I'm really interested because the only bladderworts I've worked with where aquatic (pretty little yellow flowers above the surface, need to see if I can find the pics I took), so I'm really interested in trying the more terrestrial forms. I'm just starting to get really into the CPs after some successful sundews.

CP question - I've got some nice african violet "self watering" pots from my mom (who got tired of killing the plants and just gave me the pots). They are the terra cotta pots that sit inside a larger pot that acts as a resevior... would this work for CPs (what I want to plant them with) or would they possibly be too dry? I was going to get soil mix from Sac NW... not sure about water... distilled?


----------



## rattler_mt (Apr 15, 2005)

i really dont know how well it will work. i only recommend brand new terra cotta pots, never used ones as they collect salts and minerals from hard water and fertilizers most of the time flat out kills CPs. im guessing it would be to dry but it might work with mexi-pings as they can stand a bit of a dry period(BTW if yah have good light i HIGHLY recommend them, they have wonderful flowers and if yah can grow them outside at all hummingbirds love them)
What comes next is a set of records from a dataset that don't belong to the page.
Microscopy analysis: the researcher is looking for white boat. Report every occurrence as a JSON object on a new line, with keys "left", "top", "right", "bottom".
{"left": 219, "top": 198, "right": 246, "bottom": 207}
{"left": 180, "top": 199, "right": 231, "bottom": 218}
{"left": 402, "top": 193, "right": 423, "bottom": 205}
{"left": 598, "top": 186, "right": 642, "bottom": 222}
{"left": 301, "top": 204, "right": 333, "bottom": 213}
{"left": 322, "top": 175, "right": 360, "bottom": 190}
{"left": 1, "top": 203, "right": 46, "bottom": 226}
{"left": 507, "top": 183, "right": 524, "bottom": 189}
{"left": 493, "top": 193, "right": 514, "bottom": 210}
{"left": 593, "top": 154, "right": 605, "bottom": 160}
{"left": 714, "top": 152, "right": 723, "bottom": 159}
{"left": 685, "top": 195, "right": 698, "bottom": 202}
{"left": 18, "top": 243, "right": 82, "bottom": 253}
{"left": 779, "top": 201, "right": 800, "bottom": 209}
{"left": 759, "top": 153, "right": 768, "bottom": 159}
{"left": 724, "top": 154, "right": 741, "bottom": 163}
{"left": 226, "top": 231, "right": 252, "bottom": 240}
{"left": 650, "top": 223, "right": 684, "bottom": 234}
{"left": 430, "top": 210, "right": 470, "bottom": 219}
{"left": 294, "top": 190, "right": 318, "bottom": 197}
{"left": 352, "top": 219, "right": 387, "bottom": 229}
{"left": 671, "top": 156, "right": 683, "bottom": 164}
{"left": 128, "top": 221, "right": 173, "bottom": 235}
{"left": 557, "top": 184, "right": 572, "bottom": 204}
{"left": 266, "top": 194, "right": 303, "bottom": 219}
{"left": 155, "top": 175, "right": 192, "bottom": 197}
as far as soil i mainly just use pure peat moss for terrestrial Utrics, maybe add some sand. most CPs dont mind and prefer their roots to be constantly soaked this includes the Utrics(with a handfull of exceptions) and the sundews(mexi-pings like more open mix either with perlite or something similar added to the peat, neps being hate constantly waterlogged, there are a few other exceptions but i doupt you will run into them)

as for water i use RO and Distilled almost exclusivly and never had a problem in the last 4 years as far as water quality.

any more questions feel free to ask, i like discussing CP's


----------



## brbarkey (May 15, 2004)

I just thought I would post my badderworts too  










U. calcifida (asenath waite)











U. livida


I also have U. longifolio (dwarf) and U.sandersonii but no pics...You can kinda see longifolio in the back right of calcifida pic, but its out of focus. These are all in my dart tank.

Ben


----------



## rattler_mt (Apr 15, 2005)

U. calycifida "Asenath Waite" is a good one U. calycifida "Yog Sothoth"(sp?) is even better. so far ive found calycifida to do well in the dart tanks which doesnt surprise me as unlike the smaller species it really does like alot of room to run. Dart tanks are quite ideal for letting it do this. i havent bloomed any in there but its to early to tell with them. i think i have 4 different cultivars of that species right now if not 5


----------



## brbarkey (May 15, 2004)

> U. calycifida "Yog Sothoth"(sp?) is even better.


Yea, I tried to get that one, but they didnt have any so they sent me this one...I got a bud on this one so if it flowers I will try and take a picture.

Ben


----------



## rattler_mt (Apr 15, 2005)

U. calycifida "Asenath Waite", "Yog Sothoth" and "Mrs. Marsh" are the 3 best cultivars that i have seen so far. "Yog Sothoth" seems to be the most free flowering but all are pretty good.


----------